Una reconstrucción lo más fidedigna posible del papel que desempeñó el Estado mexicano en el desarrollo económico de nuestro país durante el siglo XX es un obligado punto de partida para plantear nuevas respuestas a viejos y nuevos problemas sin las distorsiones que la leyenda negra o el propio nacionalismo revolucionario tardío impusieron en su momento. De una revisión como la sugerida emanarían mejores pautas e ideas para elaborar el nuevo tipo de intervención que requiere una economía más abierta y más descentralizada, pero en la que el Estado debe desempeñar un papel decisivo como regulador y como detonador de oportunidades de inversión y desarrollo que incrementen la competitividad de nuestro país en la economía global.
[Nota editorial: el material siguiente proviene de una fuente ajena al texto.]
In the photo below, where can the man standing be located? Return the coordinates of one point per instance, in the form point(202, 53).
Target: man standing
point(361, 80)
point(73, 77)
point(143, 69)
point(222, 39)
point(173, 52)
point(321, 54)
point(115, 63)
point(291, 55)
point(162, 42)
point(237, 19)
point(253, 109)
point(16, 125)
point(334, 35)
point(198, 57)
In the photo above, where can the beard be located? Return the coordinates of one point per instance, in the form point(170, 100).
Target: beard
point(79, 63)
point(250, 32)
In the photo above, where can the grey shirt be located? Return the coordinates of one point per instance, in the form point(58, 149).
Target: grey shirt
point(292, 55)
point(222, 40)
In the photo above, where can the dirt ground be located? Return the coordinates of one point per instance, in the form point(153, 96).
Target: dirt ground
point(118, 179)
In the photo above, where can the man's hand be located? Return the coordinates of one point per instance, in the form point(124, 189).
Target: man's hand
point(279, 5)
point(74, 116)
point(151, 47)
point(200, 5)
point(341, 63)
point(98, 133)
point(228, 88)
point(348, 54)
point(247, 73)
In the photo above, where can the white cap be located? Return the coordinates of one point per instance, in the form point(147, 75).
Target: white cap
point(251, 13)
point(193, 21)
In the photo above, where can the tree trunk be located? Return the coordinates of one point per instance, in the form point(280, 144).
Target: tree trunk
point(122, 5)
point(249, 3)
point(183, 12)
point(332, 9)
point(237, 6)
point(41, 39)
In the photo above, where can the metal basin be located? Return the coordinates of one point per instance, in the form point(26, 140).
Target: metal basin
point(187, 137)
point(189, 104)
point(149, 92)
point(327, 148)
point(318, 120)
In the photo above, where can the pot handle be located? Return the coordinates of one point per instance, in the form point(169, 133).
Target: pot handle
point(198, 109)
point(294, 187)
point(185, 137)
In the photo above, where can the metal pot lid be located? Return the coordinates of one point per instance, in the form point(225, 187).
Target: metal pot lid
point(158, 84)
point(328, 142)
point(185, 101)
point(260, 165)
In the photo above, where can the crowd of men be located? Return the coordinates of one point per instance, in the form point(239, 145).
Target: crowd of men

No se trata, nos advierte nuestro autor, de adelgazar al "…Estado sino de un cambio en su forma de intervención: menos producción y más regulación -postula, pero añade- …si el cambio es menos producción y mala regulación el resultado puede no ser el deseado" (p. 24). Habría que agregar a esta fórmula que la agenda del Estado debe considerar producir y regular pero también distribuir, a no ser que lo último quiera dejarse a la lucha de clases o a un mercado justiciero que la historia no registra.

De aquí la importancia de insistir en recuperar la dignidad clásica del presupuesto, volverlo plurianual y riguroso, transparente. Para esto, se requiere una fórmula ético-política que el cambio no regala, más bien escamotea. Recaudar más y eficientemente y gastar mejor: la fórmula es compartible para intentar una mezcla eficaz entre eficiencia y equidad. Ni Estado obeso ni adelgazado para arribar a una nueva versión de economía mixta en la globalización. Lo que no resulta claro es si la batería de "incentivos" que nos propone el autor para que el "proceso político contribuya a construir el Estado necesario, en la contienda democrática por el poder", es suficiente.

La desigualdad, la pobreza y la concentración del privilegio, en medio de una sociedad eminentemente plebeya, son vectores insoslayables de la composición del poder de hecho y del constituido. En esta combinación puede detectarse una de las fuentes más poderosas de la bizarra cultura de la satisfacción y de los satisfechos que ha emergido en estos años de cambio social desbocado, cambio económico segmentado y obcecación estabilizadora.

Un Estado como el imaginado como necesario por Levy tendrá que emerger de una dialéctica turbulenta, que sólo puede encontrar curso productivo en un discurso que dé sentido a un proyecto de desarrollo que se sustente en el crecimiento rápido de la economía y se centre en objetivos de equidad y ciudadanía. La saga del Estado, de protagonista a imaginario ogro filantrópico, al Estado retraído por sus propias crisis fiscales y de ideas y por las fallas en su legitimidad básica, al Estado distraído del presente, absorto en su imagen demoscópica, reclama un giro importante si es que esta combinatoria va a adoptar una mínima viabilidad y credibilidad ante la sociedad.

De otra manera, corremos el riesgo de poner la carreta delante del caballo y de caer en la ilusión destructiva del mercado absoluto, único y autosuficiente, al que incluso se le ve como capaz de gestar el Estado mínimo que la imaginería liberista requiere para su producción interminable de intangibles óptimos.